Black student forced to participate in slavery reenactment - ramisms
http://america.aljazeera.com/watch/shows/the-stream/the-stream-officialblog/2013/9/19/black-student-forcedtoparticipateinslaveryreenactment.html

======
sp332
The original article: [http://www.wfsb.com/story/23472914/students-called-n-
word-ch...](http://www.wfsb.com/story/23472914/students-called-n-word-chased-
through-woods-on-field-trip) There's an older video by a guy who went on a
similar, but apparently less traumatizing, field trip
[http://www.youtube.com/watch?v=PToqVW4n86U](http://www.youtube.com/watch?v=PToqVW4n86U)
so I guess this isn't an isolated incident.

------
eksith
This is a "Blue Ribbon" school, apparently
[https://en.wikipedia.org/wiki/Hartford_Magnet_Trinity_Colleg...](https://en.wikipedia.org/wiki/Hartford_Magnet_Trinity_College_Academy#Awards_and_recognition)

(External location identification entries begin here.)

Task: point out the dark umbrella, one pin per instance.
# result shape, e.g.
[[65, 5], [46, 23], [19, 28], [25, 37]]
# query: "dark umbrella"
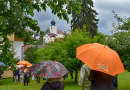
[[2, 64]]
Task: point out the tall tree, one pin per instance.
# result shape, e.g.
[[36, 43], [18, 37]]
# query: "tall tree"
[[64, 51], [120, 41], [14, 17], [87, 17]]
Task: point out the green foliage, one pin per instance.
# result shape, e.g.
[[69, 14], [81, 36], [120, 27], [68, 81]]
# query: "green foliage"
[[120, 41], [7, 55], [64, 51], [14, 18], [87, 16], [40, 41], [29, 54]]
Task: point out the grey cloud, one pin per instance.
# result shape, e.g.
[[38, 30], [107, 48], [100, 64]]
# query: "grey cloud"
[[103, 7]]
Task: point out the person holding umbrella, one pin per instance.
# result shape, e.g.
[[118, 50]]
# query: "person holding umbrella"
[[53, 84], [26, 75], [52, 71], [83, 80], [104, 63], [100, 80], [1, 72]]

And this is why test scores alone are pretty bloody poor measure of excellence
if that's the only criteria.

------
hanley
I went to Nature's Classroom (the camp mentioned in the article) sometime
around 2001. I remember the slavery re-enactment, but don't remember any use
of the n-word or threats of whipping. We mostly just ran around in the woods
one evening and hid from "slave owners" behind buildings. I imagine there was
some education going on but I don't really remember.

I never considered at the time if re-enacting slavery was appropriate for a
5th grader, and hadn't really thought about the re-enactment until reading
about it now.